New York – Pace is pleased to present an exhibition of new large-scale works by Joel Shapiro at its 510 West 25th Street gallery in New York. The artist’s first solo show with Pace in New York since 2014, this presentation, which will be accompanied by a new catalogue from Pace Publishing featuring an essay by poet and scholar Vincent Katz, will run from September 13 to October 26, spotlighting three never-before-exhibited painted wood sculptures.
One of America’s most renowned artists, Shapiro has pushed the boundaries of sculptural form over the course of his 55-year career with a body of work distinguished by its dynamism, complexity, and formal elegance. Over the past two decades, the kinetic, often cantilevered compositions that defined Shapiro’s work throughout the 1980s and 1990s have been torn apart and reassembled into newly rapturous, chromatic combinations. In his upcoming show in New York, Shapiro relinquishes the suspended forms of his 2010 Pace installation—which the late critic Peter Schjeldahl described in The New Yorker as “like a Malevich canvas bursting to life in 3-D”—and returns with renewed vigor to vibrant, precariously joined, free-standing sculptures that, although floor-bound, retain intimations of flight, expansion, and buoyancy. All the works in this exhibition began as studies between 2020 and 2022, and the centerpiece will be a multipart sculpture, ARK, which careens across the gallery as it verges on taking off, its brightly colored limbs, volumes, and planks projecting outward as if from a maelstrom.

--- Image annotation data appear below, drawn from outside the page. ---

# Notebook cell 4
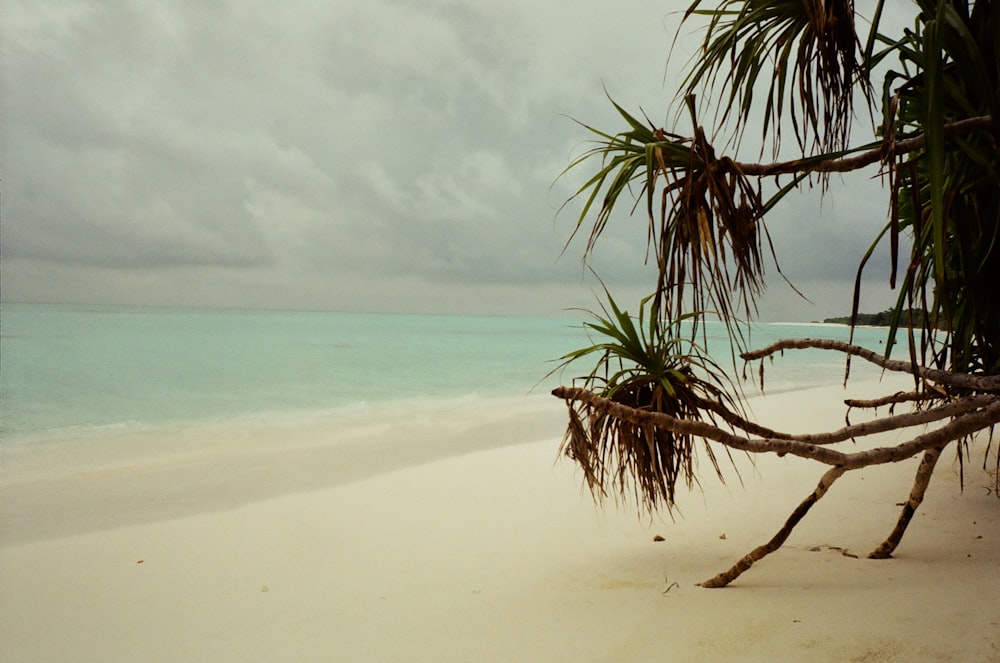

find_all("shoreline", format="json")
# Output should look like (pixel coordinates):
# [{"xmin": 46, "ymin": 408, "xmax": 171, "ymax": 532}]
[{"xmin": 0, "ymin": 376, "xmax": 1000, "ymax": 663}]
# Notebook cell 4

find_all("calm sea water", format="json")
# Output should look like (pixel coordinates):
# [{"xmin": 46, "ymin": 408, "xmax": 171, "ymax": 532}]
[{"xmin": 0, "ymin": 304, "xmax": 884, "ymax": 441}]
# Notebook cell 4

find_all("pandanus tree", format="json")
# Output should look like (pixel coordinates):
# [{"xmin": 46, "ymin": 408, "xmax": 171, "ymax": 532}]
[{"xmin": 553, "ymin": 0, "xmax": 1000, "ymax": 587}]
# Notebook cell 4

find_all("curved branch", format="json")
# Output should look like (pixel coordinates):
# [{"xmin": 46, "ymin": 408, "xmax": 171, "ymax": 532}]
[
  {"xmin": 552, "ymin": 387, "xmax": 1000, "ymax": 469},
  {"xmin": 740, "ymin": 338, "xmax": 1000, "ymax": 392},
  {"xmin": 844, "ymin": 391, "xmax": 942, "ymax": 408},
  {"xmin": 698, "ymin": 467, "xmax": 845, "ymax": 589}
]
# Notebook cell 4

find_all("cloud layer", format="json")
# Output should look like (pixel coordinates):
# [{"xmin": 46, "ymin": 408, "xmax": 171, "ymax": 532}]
[{"xmin": 0, "ymin": 0, "xmax": 900, "ymax": 317}]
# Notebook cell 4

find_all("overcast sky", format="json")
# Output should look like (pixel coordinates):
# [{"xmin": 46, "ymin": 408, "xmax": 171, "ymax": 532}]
[{"xmin": 0, "ymin": 0, "xmax": 908, "ymax": 320}]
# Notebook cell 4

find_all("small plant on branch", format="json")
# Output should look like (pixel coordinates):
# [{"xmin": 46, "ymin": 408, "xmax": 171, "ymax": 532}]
[{"xmin": 553, "ymin": 0, "xmax": 1000, "ymax": 587}]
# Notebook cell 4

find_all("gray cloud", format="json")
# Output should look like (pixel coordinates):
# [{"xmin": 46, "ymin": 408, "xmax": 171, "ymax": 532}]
[{"xmin": 0, "ymin": 0, "xmax": 900, "ymax": 320}]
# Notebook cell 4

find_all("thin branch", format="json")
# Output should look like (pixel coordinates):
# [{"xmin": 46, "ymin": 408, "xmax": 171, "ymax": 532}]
[
  {"xmin": 735, "ymin": 115, "xmax": 993, "ymax": 177},
  {"xmin": 698, "ymin": 467, "xmax": 846, "ymax": 589},
  {"xmin": 868, "ymin": 447, "xmax": 944, "ymax": 559},
  {"xmin": 844, "ymin": 391, "xmax": 943, "ymax": 408},
  {"xmin": 740, "ymin": 338, "xmax": 1000, "ymax": 392},
  {"xmin": 552, "ymin": 387, "xmax": 1000, "ymax": 469}
]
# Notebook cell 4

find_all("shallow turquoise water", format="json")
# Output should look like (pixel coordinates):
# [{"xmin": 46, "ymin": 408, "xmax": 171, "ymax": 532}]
[{"xmin": 0, "ymin": 304, "xmax": 884, "ymax": 440}]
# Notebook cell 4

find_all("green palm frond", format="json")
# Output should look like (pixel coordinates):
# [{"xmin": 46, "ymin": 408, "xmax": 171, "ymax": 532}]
[{"xmin": 684, "ymin": 0, "xmax": 874, "ymax": 153}]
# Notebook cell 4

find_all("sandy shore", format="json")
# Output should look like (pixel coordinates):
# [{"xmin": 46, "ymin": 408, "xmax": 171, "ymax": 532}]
[{"xmin": 0, "ymin": 382, "xmax": 1000, "ymax": 662}]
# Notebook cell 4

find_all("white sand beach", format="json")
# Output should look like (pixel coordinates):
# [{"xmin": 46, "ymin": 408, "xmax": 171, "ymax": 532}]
[{"xmin": 0, "ymin": 384, "xmax": 1000, "ymax": 663}]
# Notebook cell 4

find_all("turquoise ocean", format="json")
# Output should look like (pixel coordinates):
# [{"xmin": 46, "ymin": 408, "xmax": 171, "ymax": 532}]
[{"xmin": 0, "ymin": 303, "xmax": 885, "ymax": 444}]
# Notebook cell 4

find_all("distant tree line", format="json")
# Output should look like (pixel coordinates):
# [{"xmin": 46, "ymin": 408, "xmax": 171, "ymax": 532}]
[{"xmin": 823, "ymin": 309, "xmax": 924, "ymax": 327}]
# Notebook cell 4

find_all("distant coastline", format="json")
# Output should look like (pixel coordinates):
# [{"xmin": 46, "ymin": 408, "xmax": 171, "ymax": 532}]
[{"xmin": 823, "ymin": 309, "xmax": 924, "ymax": 327}]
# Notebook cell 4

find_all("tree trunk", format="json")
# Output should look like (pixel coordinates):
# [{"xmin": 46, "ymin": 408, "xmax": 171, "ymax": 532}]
[{"xmin": 868, "ymin": 447, "xmax": 944, "ymax": 559}]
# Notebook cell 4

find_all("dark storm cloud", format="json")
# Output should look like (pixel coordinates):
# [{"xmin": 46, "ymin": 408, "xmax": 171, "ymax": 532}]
[{"xmin": 0, "ymin": 0, "xmax": 900, "ymax": 318}]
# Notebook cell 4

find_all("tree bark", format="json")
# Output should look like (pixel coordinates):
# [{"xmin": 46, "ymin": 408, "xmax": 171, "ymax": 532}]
[
  {"xmin": 698, "ymin": 466, "xmax": 847, "ymax": 589},
  {"xmin": 868, "ymin": 447, "xmax": 944, "ymax": 559}
]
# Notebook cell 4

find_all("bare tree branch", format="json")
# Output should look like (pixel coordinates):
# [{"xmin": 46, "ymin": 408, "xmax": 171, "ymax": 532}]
[
  {"xmin": 552, "ymin": 387, "xmax": 1000, "ymax": 460},
  {"xmin": 734, "ymin": 115, "xmax": 993, "ymax": 177},
  {"xmin": 868, "ymin": 447, "xmax": 944, "ymax": 559},
  {"xmin": 740, "ymin": 338, "xmax": 1000, "ymax": 391},
  {"xmin": 698, "ymin": 467, "xmax": 846, "ymax": 589}
]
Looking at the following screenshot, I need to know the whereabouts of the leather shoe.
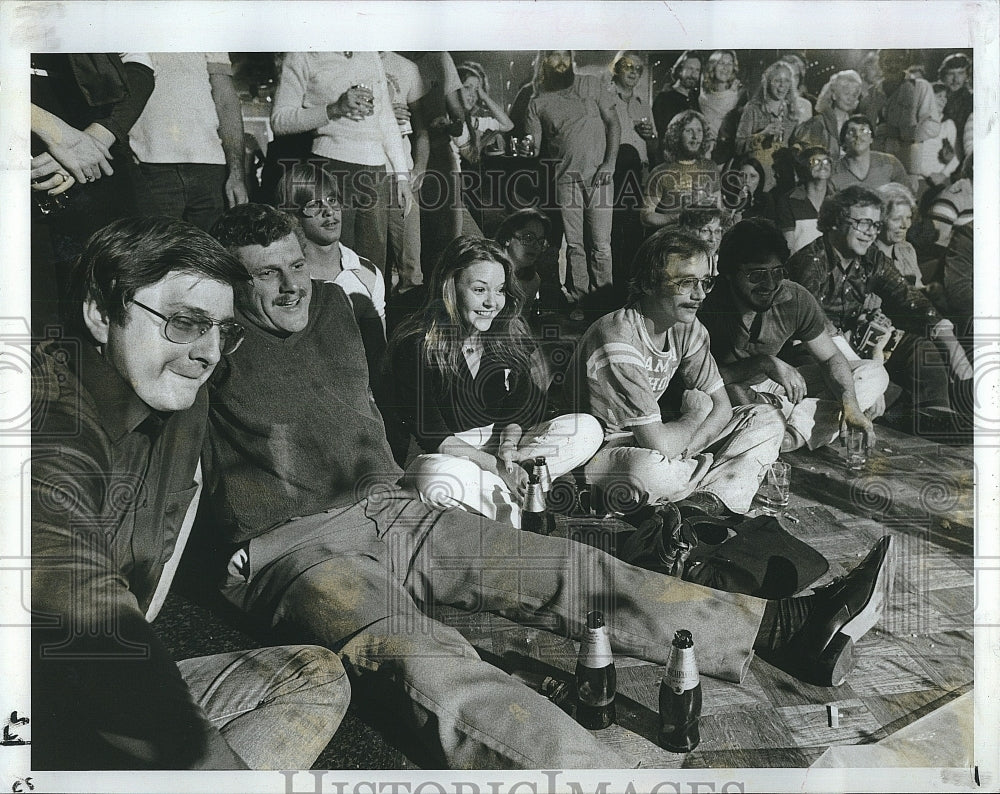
[677,491,735,518]
[765,535,895,686]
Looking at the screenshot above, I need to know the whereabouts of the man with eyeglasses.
[203,204,892,769]
[608,50,657,285]
[830,115,917,193]
[698,218,889,452]
[31,218,350,769]
[566,227,784,515]
[788,185,971,434]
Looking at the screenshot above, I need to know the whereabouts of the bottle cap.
[673,629,694,648]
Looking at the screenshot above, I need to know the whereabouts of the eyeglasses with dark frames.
[740,267,786,284]
[132,300,246,356]
[511,232,549,248]
[666,276,715,295]
[302,196,344,218]
[847,218,884,234]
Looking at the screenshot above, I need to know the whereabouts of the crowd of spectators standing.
[31,44,974,768]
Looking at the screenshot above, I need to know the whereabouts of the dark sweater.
[208,282,401,543]
[391,336,545,452]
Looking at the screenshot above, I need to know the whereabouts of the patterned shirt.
[567,305,723,437]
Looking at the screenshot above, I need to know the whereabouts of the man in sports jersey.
[567,228,784,514]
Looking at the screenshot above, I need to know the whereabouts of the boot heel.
[815,632,854,686]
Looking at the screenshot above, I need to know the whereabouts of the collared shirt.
[698,279,826,364]
[525,75,617,183]
[332,243,385,326]
[31,341,212,769]
[608,80,656,165]
[786,235,941,335]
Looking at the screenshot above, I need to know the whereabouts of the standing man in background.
[131,52,247,231]
[525,50,621,310]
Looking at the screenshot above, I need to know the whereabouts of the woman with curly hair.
[792,69,864,163]
[388,236,603,527]
[736,61,801,190]
[722,154,774,223]
[639,110,721,230]
[774,146,836,254]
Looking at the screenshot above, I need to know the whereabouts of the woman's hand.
[326,85,375,121]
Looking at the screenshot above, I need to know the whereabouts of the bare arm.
[802,331,875,446]
[632,387,733,460]
[208,70,249,207]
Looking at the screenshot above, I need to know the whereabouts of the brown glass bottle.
[576,610,618,730]
[521,471,553,535]
[658,629,701,753]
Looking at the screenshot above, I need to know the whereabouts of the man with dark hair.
[653,51,701,135]
[525,50,621,302]
[567,228,784,514]
[210,205,890,769]
[31,219,350,769]
[787,185,964,432]
[938,52,973,161]
[698,218,889,452]
[830,115,917,192]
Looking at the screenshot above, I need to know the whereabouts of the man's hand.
[31,152,76,196]
[840,400,875,448]
[395,179,413,217]
[763,356,806,405]
[226,173,250,207]
[497,453,528,504]
[49,122,114,182]
[591,163,615,187]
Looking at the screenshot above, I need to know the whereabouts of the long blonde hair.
[387,236,534,380]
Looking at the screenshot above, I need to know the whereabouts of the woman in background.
[722,154,774,223]
[736,61,800,190]
[698,50,746,163]
[388,236,604,527]
[774,146,836,254]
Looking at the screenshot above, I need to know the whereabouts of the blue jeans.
[223,485,766,769]
[136,163,228,231]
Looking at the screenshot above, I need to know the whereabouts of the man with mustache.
[567,227,784,515]
[525,50,621,306]
[209,204,891,769]
[698,218,889,452]
[653,52,701,138]
[788,185,971,435]
[31,218,350,769]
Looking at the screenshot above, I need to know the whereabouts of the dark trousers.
[136,163,228,231]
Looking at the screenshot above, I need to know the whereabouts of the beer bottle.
[532,455,552,493]
[659,629,701,753]
[576,610,618,730]
[521,471,552,535]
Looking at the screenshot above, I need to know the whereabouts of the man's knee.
[853,361,889,411]
[289,645,351,711]
[739,403,785,439]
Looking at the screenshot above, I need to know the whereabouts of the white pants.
[750,359,889,452]
[404,414,604,529]
[585,405,785,513]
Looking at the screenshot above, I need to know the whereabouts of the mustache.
[272,287,306,306]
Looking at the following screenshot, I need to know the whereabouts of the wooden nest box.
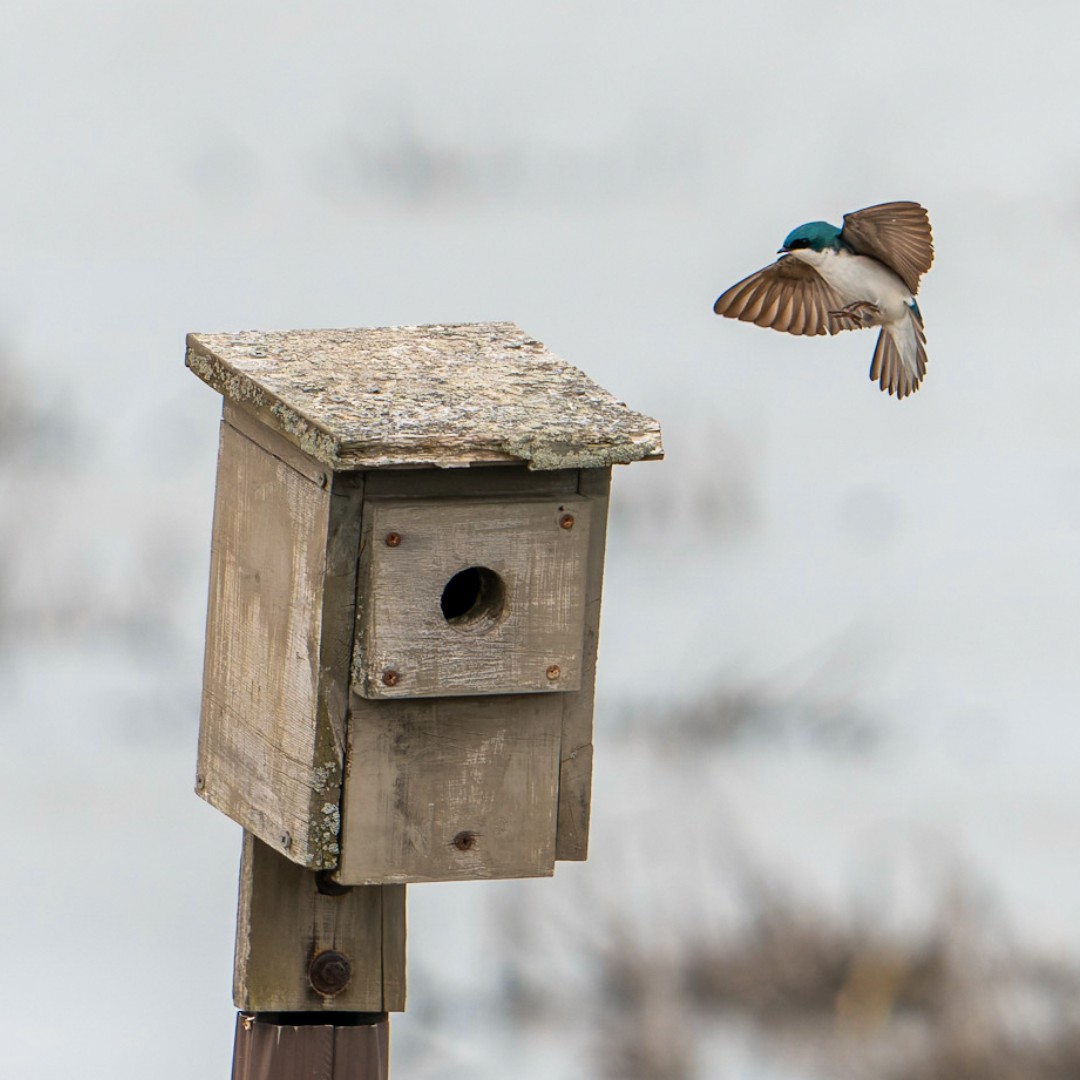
[187,323,662,885]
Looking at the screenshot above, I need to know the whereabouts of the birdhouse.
[187,323,662,886]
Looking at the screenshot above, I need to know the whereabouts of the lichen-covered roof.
[187,323,663,469]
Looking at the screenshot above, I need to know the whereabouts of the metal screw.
[308,948,352,996]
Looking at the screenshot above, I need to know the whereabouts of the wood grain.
[353,496,592,698]
[233,832,405,1013]
[555,469,611,861]
[337,694,563,883]
[195,423,363,868]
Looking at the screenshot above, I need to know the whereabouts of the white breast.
[792,247,912,322]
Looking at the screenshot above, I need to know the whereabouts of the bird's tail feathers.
[870,310,927,400]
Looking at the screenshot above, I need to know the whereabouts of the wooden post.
[232,833,405,1080]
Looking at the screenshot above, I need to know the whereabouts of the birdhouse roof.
[187,323,663,470]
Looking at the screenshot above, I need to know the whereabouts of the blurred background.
[0,0,1080,1080]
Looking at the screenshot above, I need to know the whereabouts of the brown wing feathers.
[713,256,839,336]
[840,202,934,296]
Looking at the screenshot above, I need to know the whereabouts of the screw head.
[308,948,352,997]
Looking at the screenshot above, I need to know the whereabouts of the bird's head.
[780,221,840,253]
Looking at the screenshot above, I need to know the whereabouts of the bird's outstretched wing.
[840,202,934,296]
[713,255,843,335]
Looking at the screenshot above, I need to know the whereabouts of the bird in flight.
[713,202,934,399]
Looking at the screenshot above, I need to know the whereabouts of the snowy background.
[0,0,1080,1080]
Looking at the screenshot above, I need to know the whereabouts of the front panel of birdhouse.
[336,468,607,885]
[353,495,590,698]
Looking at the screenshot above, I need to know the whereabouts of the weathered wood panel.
[354,495,592,698]
[195,423,363,867]
[232,1013,390,1080]
[365,463,579,499]
[186,323,663,470]
[337,694,564,883]
[555,469,611,860]
[233,832,405,1013]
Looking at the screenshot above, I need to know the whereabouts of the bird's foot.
[828,300,881,334]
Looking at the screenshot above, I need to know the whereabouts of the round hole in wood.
[440,566,507,634]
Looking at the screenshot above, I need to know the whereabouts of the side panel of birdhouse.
[555,469,611,861]
[195,406,363,868]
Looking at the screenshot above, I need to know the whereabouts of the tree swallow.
[713,202,934,399]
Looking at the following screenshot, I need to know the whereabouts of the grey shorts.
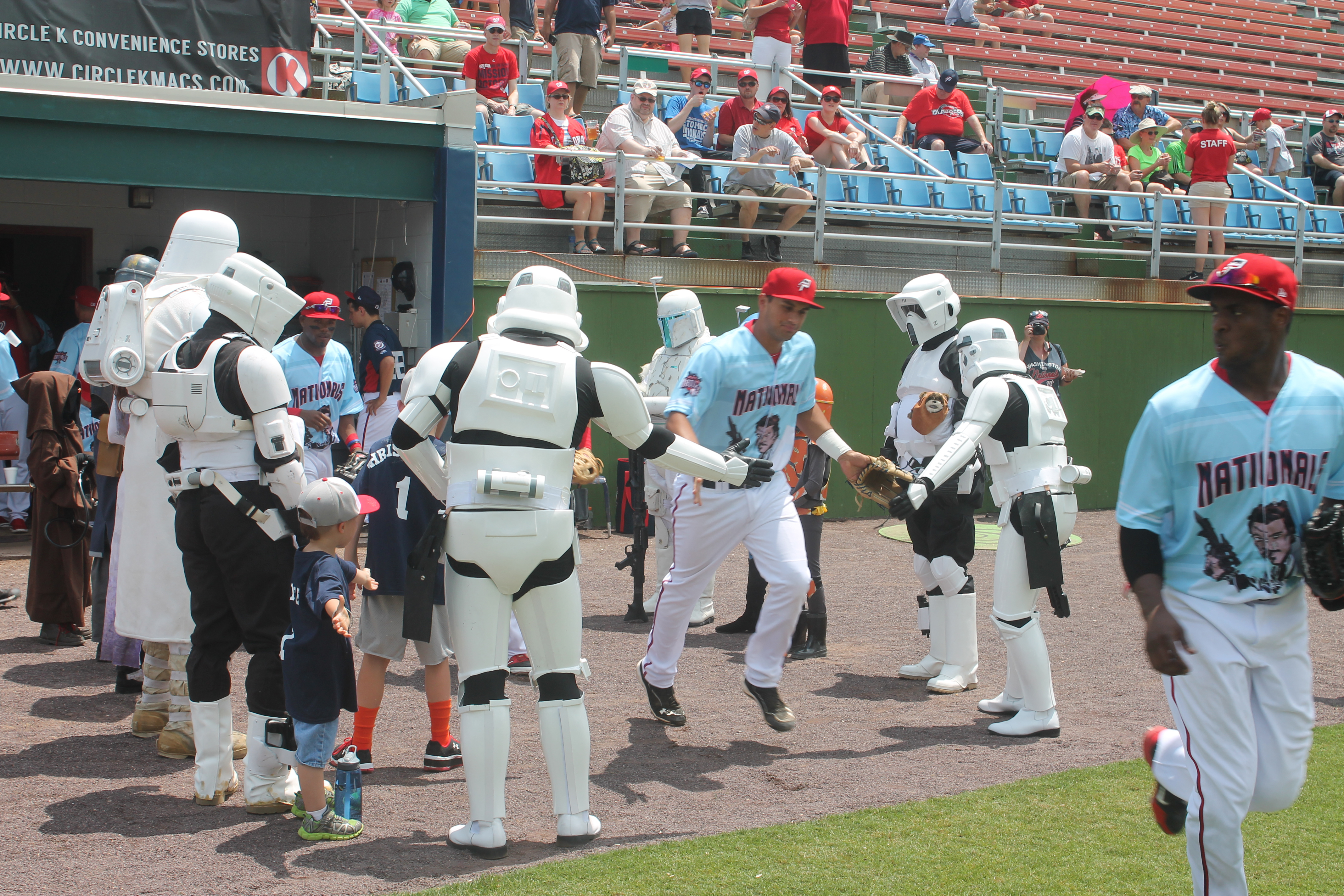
[355,592,453,666]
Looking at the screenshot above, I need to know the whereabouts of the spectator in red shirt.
[797,0,854,87]
[896,69,993,156]
[462,16,543,122]
[804,86,887,171]
[769,86,805,146]
[719,69,762,150]
[1185,99,1236,281]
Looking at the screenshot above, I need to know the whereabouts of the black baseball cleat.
[638,661,686,728]
[742,676,798,731]
[425,737,462,771]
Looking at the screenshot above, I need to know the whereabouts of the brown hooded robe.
[14,371,93,626]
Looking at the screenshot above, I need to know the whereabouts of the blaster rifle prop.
[616,451,649,622]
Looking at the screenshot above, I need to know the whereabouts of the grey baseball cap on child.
[298,477,379,527]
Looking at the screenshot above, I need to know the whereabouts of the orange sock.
[429,698,453,747]
[355,707,378,750]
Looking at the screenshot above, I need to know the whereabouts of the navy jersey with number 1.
[355,438,445,604]
[359,320,406,395]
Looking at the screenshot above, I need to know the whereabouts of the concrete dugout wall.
[473,281,1344,518]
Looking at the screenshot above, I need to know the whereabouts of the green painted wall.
[473,281,1344,516]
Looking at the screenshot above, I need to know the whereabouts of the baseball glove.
[332,451,368,485]
[910,392,948,435]
[573,449,602,485]
[854,455,915,509]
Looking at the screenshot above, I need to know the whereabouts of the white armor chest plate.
[886,343,957,466]
[153,337,257,478]
[453,334,579,447]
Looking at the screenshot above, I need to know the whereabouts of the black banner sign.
[0,0,312,97]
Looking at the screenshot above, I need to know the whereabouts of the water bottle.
[336,760,364,821]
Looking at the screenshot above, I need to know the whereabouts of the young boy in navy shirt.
[288,477,378,840]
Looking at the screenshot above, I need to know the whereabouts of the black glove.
[333,451,368,485]
[723,439,774,489]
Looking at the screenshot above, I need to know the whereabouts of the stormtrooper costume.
[153,253,304,814]
[882,274,984,693]
[392,266,769,858]
[640,289,714,627]
[91,210,246,759]
[893,318,1091,737]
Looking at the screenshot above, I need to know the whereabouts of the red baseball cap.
[298,293,345,321]
[761,267,825,308]
[1185,253,1297,309]
[74,286,102,308]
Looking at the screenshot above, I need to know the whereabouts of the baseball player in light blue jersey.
[1116,254,1344,896]
[640,267,870,731]
[272,293,364,482]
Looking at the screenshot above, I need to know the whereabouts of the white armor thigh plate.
[445,442,574,511]
[886,347,957,461]
[453,334,578,449]
[444,511,575,594]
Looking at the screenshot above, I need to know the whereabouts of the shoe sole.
[448,840,508,858]
[742,678,798,732]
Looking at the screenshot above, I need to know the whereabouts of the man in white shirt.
[1059,105,1144,230]
[597,79,699,258]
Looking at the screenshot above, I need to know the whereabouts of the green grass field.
[403,725,1344,896]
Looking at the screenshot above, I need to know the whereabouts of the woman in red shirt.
[532,81,606,255]
[802,85,887,171]
[1185,99,1236,281]
[769,87,808,149]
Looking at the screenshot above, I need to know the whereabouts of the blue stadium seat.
[518,85,546,111]
[957,152,994,180]
[495,115,535,146]
[347,70,407,102]
[476,152,536,199]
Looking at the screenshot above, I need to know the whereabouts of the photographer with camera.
[1017,312,1086,395]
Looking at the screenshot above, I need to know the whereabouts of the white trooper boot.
[243,712,298,815]
[929,556,980,693]
[536,697,602,846]
[989,610,1059,737]
[896,553,948,681]
[448,700,513,858]
[191,697,238,806]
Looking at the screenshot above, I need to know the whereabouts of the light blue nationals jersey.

Joel Shapiro (b. 1941, New York) is an artist of international prominence. He has executed more than thirty commissions and publicly sited sculptures in major Asian, European and North American cities and has been the subject of more than 160 solo exhibitions and retrospectives internationally. In his recent investigations of the expressive possibility of form and colour in space, the artist suspends painted wooden elements from the ceiling, wall, and floor, exploring the projection of thought into space without the constraint of architecture. In 2011, the artist energized the monumental forty-three foot-tall gallery at the Museum Ludwig in Cologne, Germany with fifteen vibrantly painted wooden elements.